A record that has been sleeping for 100 years has been released to the world. This is a record no one has read before. It is a 102-page report written by the Japanese military and handed over to the U.S. military during World War II.

It was in April 1958 that the report, which had been gathering dust in an archive near Washington, D.C., returned to Japan. It has been lying in the Japanese defense ministry archive ever since, and 68-year-old writer and history journalist Nobuyuki Watanabe brought it to life.

“I didn’t want to study. I only read books. I found history books most interesting. Because I didn’t study and got only 5 points on math, I could not get into the University of Tokyo,” said the energetic voice over the phone.

The 1923 Great Kanto earthquake claimed the lives of over 100,000 people. 100 years ago in September, more than 6,000 Koreans living in Japan were massacred. The tragedy began with rumors that Koreans had poisoned wells. But the Japanese government denied the facts until recently, saying “there is no record.”

But on December 14, an article directly refuting Tokyo’s long-standing denial was published in the Mainichi Shimbun online. Watanabe discovered the records.

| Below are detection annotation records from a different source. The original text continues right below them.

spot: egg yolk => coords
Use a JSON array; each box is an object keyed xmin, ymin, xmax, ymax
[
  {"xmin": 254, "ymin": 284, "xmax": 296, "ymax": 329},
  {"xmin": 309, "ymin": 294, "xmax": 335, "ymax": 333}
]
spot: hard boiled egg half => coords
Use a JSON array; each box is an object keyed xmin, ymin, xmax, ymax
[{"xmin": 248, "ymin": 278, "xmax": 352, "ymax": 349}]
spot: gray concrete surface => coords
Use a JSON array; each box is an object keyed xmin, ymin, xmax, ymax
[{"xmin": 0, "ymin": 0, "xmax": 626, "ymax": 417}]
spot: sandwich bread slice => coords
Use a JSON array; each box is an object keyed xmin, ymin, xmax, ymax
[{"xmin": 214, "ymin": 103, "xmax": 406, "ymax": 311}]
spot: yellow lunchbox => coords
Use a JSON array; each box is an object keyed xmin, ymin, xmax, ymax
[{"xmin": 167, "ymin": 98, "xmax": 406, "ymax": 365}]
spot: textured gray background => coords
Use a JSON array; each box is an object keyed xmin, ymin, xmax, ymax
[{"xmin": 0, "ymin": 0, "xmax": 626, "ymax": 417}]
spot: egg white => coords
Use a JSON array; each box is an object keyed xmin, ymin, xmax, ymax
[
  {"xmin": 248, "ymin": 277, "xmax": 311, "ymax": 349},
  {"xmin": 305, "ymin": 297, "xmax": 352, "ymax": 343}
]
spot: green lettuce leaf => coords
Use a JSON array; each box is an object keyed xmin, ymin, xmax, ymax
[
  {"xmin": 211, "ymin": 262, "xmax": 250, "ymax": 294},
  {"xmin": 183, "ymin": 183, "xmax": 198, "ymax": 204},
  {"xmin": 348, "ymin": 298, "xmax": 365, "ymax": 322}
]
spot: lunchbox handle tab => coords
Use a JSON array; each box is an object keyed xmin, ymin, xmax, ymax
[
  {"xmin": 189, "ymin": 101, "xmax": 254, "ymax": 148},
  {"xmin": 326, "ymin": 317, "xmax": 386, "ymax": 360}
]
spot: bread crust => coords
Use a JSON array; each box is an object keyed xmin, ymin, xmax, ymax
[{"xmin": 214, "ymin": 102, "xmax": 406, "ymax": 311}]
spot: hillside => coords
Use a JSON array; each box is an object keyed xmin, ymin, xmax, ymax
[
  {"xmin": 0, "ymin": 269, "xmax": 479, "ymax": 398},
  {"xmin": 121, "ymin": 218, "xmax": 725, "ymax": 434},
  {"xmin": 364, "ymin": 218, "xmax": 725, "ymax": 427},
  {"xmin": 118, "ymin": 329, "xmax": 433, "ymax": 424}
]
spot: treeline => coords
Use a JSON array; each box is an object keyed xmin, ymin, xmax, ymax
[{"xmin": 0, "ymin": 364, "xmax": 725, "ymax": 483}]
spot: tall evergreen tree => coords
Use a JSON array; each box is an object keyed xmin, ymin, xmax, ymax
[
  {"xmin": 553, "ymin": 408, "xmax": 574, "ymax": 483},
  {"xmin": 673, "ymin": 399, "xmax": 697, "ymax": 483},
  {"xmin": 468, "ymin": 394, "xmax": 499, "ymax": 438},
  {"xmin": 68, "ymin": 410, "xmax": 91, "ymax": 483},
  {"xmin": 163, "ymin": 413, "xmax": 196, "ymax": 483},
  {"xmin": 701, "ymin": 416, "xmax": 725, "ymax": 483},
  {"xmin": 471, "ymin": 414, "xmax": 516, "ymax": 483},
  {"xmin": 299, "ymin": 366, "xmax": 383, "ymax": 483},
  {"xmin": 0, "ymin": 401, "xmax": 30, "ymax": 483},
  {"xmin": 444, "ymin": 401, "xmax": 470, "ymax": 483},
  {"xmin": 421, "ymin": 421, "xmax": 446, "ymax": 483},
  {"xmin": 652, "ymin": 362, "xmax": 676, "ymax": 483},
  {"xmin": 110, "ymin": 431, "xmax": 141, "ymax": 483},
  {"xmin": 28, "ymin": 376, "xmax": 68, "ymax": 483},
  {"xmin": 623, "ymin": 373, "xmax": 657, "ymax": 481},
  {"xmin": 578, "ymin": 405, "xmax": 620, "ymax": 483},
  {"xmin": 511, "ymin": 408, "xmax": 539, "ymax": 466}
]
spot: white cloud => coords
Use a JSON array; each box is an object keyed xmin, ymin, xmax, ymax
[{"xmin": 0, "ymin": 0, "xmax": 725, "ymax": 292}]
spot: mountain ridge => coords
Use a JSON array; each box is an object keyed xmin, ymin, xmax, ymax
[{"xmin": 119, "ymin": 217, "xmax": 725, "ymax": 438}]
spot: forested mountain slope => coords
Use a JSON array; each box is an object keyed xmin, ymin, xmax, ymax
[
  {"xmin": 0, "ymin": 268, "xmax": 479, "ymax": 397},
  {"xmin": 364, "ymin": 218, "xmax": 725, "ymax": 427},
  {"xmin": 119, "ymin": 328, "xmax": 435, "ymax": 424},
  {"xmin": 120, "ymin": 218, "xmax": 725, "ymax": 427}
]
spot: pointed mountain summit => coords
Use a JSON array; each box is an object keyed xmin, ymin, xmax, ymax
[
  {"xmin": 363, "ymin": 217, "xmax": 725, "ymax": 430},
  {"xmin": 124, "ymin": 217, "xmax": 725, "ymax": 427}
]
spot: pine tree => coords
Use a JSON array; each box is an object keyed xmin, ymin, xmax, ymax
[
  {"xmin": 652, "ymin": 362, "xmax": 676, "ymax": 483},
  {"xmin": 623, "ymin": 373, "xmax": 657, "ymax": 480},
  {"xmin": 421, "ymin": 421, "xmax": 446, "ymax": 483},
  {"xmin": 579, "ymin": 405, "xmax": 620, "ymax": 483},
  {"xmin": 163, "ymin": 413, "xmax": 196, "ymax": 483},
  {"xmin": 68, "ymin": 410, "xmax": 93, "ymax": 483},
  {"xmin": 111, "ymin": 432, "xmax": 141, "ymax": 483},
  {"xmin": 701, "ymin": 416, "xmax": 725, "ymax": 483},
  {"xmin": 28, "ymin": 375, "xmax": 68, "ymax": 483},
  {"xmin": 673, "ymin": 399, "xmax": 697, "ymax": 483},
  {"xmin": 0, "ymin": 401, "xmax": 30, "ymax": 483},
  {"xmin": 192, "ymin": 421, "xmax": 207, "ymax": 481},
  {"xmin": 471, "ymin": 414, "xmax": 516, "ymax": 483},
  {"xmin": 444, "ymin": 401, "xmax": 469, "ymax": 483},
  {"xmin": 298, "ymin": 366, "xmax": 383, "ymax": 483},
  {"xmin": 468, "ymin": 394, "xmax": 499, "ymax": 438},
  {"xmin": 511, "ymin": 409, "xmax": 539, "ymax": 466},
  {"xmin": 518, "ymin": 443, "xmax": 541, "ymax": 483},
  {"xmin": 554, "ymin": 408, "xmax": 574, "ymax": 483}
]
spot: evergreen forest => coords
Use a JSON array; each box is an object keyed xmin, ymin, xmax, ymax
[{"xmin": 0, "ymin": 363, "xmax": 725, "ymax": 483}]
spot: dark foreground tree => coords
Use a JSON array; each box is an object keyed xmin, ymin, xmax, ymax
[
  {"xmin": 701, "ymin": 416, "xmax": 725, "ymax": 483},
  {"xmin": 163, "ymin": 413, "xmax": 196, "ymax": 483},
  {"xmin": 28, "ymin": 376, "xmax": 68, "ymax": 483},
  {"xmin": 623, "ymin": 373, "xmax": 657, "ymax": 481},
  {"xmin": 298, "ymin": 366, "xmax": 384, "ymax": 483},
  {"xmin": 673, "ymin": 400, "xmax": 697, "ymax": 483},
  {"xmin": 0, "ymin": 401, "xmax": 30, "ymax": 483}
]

The report was drafted by the military headquarters in Kumagaya, Saitama Prefecture, which had been in charge of conscription and veterans affairs under the Army Ministry.

How did this document come to light? “I felt as if the records from 100 years ago were waiting to be read,” the journalist said.

Watanabe began covering the 90th anniversary of the Kanto earthquake as a reporter for the Asahi Shimbun in 2013. He began to question why Koreans had been massacred during the time. Watanabe began to collect related materials and read them at home every day. It was not easy to dig into old documents. It often took several days to understand one Chinese character. Then, this summer, he was asked to lecture for the 100th anniversary of the earthquake.

He reviewed his documents before the presentation and discovered a document that had been mentioned in “The Great Kanto Earthquake, the Truth behind the Denial of the Massacre,” published in Japan two years ago and translated into Korean this August.

Watanabe studied the report he hadn’t read as it was too difficult to understand, and in the end, he brought it to the world. He plans to publish a book on it.

Why is he willing to confront the historical records of Japan’s faults? He resolutely said, “If we don’t clarify why these things happened, the same things can happen again. What to be done now is to reinterpret these documents. It is my job to do my best.”